Jérôme Filippini quitte ses fonctions de préfet de Corse

En poste depuis octobre 2024, Jérôme Filippini a demandé à être relevé de ses fonctions. Il retournera à la Cour des comptes. Son successeur est attendu fin août.
Le préfet de Corse, Jérôme Filippini, s’apprête à quitter ses fonctions moins d’un an après sa prise de poste. Âgé de 56 ans, il avait été nommé fin octobre 2024, après avoir exercé pendant deux ans et demi à La Réunion. Son départ, confirmé par une source proche du dossier à l’AFP, s’effectue à sa demande pour des « raisons strictement personnelles ». Il réintégrera la Cour des comptes, dont il est membre, nous apprennent Réunion La Première et Corse Matin.
L’annonce officielle de son remplacement est attendue ce mercredi en Conseil des ministres, et son successeur devrait entrer en fonction le 25 août. Contactée, la préfecture n’a fait « aucun commentaire ».
Un passage remarqué dans l’île de Beauté
Durant ses neuf mois en Corse, Jérôme Filippini s’est illustré à plusieurs reprises, dans un contexte local toujours marqué par des tensions entre l’État et certains courants nationalistes, et par la persistance de réseaux criminels bien implantés.

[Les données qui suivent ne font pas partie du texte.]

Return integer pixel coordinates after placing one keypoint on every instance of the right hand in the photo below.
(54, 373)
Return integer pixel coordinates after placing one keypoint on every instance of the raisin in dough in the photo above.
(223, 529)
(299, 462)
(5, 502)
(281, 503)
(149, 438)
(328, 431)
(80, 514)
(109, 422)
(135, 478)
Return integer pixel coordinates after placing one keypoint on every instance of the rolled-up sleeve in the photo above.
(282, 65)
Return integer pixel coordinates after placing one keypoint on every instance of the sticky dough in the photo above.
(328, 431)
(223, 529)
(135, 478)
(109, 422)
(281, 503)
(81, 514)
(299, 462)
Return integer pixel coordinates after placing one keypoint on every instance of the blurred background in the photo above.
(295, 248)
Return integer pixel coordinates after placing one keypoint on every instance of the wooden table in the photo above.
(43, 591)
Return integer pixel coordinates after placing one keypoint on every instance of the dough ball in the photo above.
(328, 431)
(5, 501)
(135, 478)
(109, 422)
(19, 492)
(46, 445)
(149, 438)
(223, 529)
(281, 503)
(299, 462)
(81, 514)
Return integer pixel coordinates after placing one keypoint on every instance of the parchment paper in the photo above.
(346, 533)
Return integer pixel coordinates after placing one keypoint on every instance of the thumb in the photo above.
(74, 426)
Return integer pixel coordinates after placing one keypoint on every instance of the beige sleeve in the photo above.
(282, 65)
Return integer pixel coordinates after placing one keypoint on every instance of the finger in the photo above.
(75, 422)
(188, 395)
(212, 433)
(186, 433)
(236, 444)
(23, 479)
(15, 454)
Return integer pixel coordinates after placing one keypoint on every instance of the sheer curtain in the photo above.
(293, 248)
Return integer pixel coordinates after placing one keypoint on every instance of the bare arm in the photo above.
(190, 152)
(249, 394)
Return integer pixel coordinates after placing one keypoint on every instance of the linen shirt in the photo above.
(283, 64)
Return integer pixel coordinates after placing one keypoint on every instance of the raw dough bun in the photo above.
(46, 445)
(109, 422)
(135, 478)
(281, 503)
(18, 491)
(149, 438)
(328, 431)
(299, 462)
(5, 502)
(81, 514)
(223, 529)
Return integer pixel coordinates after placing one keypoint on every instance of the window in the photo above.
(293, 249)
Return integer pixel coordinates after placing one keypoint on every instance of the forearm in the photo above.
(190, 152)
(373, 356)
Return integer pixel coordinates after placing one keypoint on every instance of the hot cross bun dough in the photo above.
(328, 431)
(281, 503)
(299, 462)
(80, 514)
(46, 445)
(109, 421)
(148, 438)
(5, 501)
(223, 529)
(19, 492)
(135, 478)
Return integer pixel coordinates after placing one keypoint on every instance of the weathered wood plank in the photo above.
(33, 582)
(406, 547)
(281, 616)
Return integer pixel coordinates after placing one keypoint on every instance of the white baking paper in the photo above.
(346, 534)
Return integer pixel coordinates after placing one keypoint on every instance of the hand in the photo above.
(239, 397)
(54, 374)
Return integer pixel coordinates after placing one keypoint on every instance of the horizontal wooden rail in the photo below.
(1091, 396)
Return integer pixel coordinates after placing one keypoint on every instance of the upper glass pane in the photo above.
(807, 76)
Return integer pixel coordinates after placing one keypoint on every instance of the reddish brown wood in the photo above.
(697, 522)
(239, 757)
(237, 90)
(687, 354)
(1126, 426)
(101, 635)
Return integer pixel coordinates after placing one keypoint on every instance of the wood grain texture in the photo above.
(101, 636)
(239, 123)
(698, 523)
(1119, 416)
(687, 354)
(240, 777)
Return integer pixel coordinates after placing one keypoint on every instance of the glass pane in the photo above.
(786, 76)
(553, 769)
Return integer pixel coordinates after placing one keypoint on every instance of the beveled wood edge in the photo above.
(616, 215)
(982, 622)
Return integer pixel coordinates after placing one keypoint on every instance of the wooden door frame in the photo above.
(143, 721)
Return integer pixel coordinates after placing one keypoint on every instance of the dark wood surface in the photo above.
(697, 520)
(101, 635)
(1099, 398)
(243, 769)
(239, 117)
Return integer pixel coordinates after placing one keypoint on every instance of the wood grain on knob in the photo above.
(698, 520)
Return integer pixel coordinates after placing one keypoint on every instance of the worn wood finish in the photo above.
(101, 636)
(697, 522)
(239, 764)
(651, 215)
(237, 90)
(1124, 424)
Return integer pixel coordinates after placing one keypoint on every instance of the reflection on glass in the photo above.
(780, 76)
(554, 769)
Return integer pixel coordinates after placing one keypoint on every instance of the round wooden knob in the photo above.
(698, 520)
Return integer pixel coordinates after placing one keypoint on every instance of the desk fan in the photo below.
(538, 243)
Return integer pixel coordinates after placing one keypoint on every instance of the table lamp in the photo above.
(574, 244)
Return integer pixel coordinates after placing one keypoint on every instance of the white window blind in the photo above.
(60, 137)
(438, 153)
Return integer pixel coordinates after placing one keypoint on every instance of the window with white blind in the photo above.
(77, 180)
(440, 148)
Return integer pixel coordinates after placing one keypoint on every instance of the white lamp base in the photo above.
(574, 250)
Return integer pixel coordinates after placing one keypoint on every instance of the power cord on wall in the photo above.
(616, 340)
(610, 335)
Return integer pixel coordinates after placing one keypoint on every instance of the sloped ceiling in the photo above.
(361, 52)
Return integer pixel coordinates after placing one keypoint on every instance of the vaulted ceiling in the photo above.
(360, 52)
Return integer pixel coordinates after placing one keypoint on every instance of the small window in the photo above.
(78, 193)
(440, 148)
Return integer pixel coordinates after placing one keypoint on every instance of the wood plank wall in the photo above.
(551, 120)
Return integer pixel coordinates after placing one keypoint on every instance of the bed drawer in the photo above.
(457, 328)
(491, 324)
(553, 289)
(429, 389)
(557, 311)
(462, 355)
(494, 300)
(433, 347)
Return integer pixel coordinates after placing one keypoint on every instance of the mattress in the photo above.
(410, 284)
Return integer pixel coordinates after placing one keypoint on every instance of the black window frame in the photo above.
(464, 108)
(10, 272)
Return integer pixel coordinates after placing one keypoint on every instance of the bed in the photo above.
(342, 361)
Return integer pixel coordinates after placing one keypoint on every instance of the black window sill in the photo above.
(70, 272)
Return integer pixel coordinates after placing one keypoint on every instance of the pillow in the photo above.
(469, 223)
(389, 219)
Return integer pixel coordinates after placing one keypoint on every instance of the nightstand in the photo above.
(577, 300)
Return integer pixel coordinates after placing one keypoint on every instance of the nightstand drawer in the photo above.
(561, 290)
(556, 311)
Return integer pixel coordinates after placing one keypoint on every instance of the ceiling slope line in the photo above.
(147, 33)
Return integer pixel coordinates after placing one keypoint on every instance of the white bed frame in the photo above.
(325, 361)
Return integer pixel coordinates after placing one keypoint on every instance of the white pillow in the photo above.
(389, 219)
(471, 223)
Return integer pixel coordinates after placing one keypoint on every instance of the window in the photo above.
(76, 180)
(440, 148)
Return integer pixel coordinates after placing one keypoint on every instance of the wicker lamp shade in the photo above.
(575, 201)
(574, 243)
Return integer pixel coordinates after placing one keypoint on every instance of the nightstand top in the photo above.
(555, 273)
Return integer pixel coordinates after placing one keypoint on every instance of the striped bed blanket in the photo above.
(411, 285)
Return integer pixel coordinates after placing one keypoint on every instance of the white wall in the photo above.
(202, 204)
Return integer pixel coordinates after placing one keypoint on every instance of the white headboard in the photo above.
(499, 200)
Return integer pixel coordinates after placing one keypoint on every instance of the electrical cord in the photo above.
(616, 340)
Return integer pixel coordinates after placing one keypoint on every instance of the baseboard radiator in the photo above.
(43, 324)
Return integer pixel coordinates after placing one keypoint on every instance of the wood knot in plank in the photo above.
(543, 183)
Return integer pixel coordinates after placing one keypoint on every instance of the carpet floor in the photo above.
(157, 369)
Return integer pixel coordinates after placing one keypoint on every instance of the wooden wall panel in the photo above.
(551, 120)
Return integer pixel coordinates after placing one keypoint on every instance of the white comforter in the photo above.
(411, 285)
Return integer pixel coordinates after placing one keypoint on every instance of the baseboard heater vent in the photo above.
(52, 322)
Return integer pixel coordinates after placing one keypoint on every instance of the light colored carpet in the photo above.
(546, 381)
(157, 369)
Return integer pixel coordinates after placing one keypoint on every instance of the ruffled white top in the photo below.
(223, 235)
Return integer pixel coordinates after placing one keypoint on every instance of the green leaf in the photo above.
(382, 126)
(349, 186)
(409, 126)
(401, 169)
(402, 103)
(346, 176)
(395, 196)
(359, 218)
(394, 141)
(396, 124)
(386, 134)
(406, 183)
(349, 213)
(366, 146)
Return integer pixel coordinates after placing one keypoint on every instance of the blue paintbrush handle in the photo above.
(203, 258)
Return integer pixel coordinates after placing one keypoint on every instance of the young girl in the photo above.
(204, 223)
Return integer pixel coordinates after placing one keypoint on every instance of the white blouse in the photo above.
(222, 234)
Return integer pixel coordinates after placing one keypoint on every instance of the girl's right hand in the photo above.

Le 15 décembre dernier, il avait coordonné la venue historique du pape François à Ajaccio. Ce déplacement constituait une première pour l’île méditerranéenne, et restera comme le dernier voyage officiel du souverain pontife avant sa disparition, survenue le 21 avril.
Face à la mafia, un discours fort
Mais c’est surtout en mars que le préfet a marqué les esprits. Alors que près de 1 500 personnes manifestaient à Ajaccio contre l’emprise de la mafia, Jérôme Filippini n’était pas resté confiné dans les murs de la préfecture. Il était sorti à la rencontre des manifestants, montant sur un camion pour leur adresser un discours fort au mégaphone.
Lire aussi : Le préfet Jérôme Filippini manifeste contre la mafia en Corse
« Compte tenu des relations parfois difficiles entre la Corse et la République, on peut comprendre qu’il y ait beaucoup de raisons de se faire des reproches », avait-il déclaré. « Je dirais volontiers au nom de l’État tout le mal qu’on a pu faire dans le passé. Mais le passé n’est pas notre code. Et on a maintenant le choix : soit la Corse, sa société, ses élus et la République se font confiance, se tiennent la main, et alors nous arriverons à triompher du crime. Si nous ne nous faisons pas confiance, alors le crime a déjà gagné. »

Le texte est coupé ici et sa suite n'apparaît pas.